By Jade Fu, Investment Manager at Heartwood Investment Management
In the wake of last week’s forced resignation of the Turkish Prime Minister, President Erdogan of Turkey defended his views of strengthening the role of his presidency and moving away from parliamentary democracy, declaring: “No one has the right to turn Turkey into a country of lions condemned to a vegetarian diet.”
Turkey serves as a reminder to investors that political risk is always an important consideration when investing in emerging markets (EM). President Erdogan’s comments were made in respect to constitutional changes, which lie at the heart of Turkey’s domestic struggles. But as ever, underlying much of the current turmoil in Turkey is a deteriorating economy. Turkey experienced rapid rates of economic growth before 2011, when the country embraced a market reform agenda. Since then, however, GDP has fallen sharply – albeit to levels that would satisfy most developed economies, Inflation has been stubbornly high (8% as of April, 2016) and unemployment remains above 10%. For an economy that relies on external financing, Turkey’s sizeable current account deficit (4.4% of GDP as of the fourth quarter of 2015) creates vulnerabilities for the economy.

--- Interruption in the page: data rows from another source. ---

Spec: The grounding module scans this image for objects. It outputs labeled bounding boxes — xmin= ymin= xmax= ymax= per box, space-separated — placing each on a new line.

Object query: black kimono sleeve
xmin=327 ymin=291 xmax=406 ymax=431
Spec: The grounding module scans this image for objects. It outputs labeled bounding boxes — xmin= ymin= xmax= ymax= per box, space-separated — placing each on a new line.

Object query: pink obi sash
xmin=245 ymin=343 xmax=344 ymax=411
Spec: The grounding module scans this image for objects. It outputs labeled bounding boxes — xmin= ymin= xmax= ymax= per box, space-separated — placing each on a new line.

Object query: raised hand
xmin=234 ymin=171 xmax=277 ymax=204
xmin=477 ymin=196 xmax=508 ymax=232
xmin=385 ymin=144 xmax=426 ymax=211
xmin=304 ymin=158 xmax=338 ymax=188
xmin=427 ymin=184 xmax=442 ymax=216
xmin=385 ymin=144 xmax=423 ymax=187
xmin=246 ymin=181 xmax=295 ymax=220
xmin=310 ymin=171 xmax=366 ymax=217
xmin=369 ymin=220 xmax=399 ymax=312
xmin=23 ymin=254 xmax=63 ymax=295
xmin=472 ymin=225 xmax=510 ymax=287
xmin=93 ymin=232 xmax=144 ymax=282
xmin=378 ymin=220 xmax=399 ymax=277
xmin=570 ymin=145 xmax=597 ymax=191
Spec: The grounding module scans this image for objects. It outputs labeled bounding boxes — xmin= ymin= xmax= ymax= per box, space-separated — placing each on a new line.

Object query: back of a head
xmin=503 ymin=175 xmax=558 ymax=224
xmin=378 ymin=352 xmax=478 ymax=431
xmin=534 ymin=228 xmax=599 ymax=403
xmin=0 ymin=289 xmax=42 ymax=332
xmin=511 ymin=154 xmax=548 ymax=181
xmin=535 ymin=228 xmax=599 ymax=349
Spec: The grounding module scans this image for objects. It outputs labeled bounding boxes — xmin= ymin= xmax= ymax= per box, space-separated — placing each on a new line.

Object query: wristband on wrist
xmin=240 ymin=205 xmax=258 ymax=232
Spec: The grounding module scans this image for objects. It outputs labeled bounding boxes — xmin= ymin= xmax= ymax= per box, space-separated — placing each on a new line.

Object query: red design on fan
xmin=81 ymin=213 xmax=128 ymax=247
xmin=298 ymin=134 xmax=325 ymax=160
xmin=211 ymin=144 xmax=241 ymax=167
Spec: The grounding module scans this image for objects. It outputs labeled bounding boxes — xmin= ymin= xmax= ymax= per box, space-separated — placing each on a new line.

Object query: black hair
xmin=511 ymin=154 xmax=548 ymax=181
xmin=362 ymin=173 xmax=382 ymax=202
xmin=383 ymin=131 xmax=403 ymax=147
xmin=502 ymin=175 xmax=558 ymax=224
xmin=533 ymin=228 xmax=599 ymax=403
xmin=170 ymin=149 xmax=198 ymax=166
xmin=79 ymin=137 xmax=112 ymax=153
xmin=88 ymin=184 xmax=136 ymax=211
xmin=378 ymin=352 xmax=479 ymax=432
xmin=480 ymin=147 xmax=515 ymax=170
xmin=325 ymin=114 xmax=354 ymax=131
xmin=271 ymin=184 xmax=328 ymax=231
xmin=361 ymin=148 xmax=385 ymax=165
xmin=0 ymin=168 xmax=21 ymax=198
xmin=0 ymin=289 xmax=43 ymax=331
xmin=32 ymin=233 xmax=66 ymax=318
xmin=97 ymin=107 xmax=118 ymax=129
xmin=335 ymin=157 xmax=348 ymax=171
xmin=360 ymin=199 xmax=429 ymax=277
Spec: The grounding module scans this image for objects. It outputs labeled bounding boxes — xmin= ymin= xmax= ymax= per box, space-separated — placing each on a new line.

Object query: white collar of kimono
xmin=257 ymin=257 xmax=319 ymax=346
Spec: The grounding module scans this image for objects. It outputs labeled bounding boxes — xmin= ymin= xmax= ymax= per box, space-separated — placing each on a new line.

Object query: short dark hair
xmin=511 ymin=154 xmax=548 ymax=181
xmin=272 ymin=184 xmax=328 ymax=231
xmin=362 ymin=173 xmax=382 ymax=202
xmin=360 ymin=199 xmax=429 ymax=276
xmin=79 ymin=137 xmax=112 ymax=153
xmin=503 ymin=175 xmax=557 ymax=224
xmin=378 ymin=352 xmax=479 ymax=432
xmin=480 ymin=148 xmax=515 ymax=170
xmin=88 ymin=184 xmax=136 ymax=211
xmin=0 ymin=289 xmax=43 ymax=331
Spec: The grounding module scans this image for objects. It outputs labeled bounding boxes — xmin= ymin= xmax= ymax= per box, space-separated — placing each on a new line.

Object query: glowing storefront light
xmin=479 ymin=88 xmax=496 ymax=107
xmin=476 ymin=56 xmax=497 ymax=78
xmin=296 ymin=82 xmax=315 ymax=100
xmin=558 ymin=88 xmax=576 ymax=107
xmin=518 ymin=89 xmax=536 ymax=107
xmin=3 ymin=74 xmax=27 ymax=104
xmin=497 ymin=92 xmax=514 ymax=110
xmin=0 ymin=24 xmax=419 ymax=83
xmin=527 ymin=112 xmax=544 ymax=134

EM has faced structural and cyclical headwinds
When times are hard, political discourse often becomes a battle between more orthodox, market-friendly economics versus populist rhetoric. Turkey’s ousted Prime Minister, Ahmet Davutoglu, has favoured balancing budgets, reducing inflation and improving fiscal accounts. Erdogan, on the other hand, supports an approach of lowering borrowing rates and raising overall levels of growth to beat inflation.
Structural economic reforms were huge drivers of economic growth and capital markets in the earlier part of this century, but momentum has waned in the past couple of years. It is, therefore, unsurprising that EM growth has been on a decelerating trend since 2014. At the same time, EM countries have had to contend with cyclical headwinds: a China-led global slowdown, commodity price falls, uncertainty around Federal Reserve policy and US dollar strength. The consequence is that investors have voted with their feet. Flows into EM assets have dried up since the summer of 2015 and, despite the equity market bounce since mid-February, investors appear to be reluctant to pile back in.
Political crisis often harbingers change
Many EM countries are experiencing painful adjustments, which part explains weaker risk appetite. Brazil’s current political and economic woes are payback for the lack of reform during the good times. Brazil’s economy is smaller today than it was in 2012; a result of fiscal overspend, declining commodity prices and political corruption. The Brazilian real has fallen by nearly 60% against the US dollar since June 2014, though it has rallied 13% this year.
However, with Dilma Rouseff facing an impeachment trial, investors are optimistic that change is afoot. Local equity markets are more than 40% higher since their January low, in part driven by the commodity price rebound but also expectations of Rouseff’s impeachment. Given the strength of the rally, we believe that much of the good news has been priced in. Nonetheless, we are encouraged by current developments and believe they are a longer-term positive for Brazil’s economy and capital markets.
We are less bearish than outright bullish on EM
Political events this week have encapsulated what EM investing is all about: being selective and avoiding country, idiosyncratic risk. Of course, it is not always that straightforward. Despite averaging a 6% annual growth rate since 2012, the Philippines electorate has just voted in an anti-establishment candidate, Rodrigo Duterte. So far, Duterte has gone some way to assuage market concerns by pledging to continue with the macroeconomic policies of the outgoing administration of Benigo Aquino. We are expecting continuity of policies for the time being and believe that the underlying economic fundamentals will remain intact.
Broadly, and despite this week’s political headlines, the emerging markets asset class is in much better shape than two decades ago. EM equities continue to offer investors significant opportunities in an environment of low global growth. We have been increasing our EM equities weighting within our higher risk strategy since late 2015, when we were underweight. We would not yet describe ourselves as ‘bullish’, but we believe there are reasons to be less bearish; we are, though, cognisant of country-specific risk. Overall, if the US dollar weakens, the Fed remains dovish and we see more evidence of positive fundamental changes, then given how investors are positioned we can see EM doing quite well.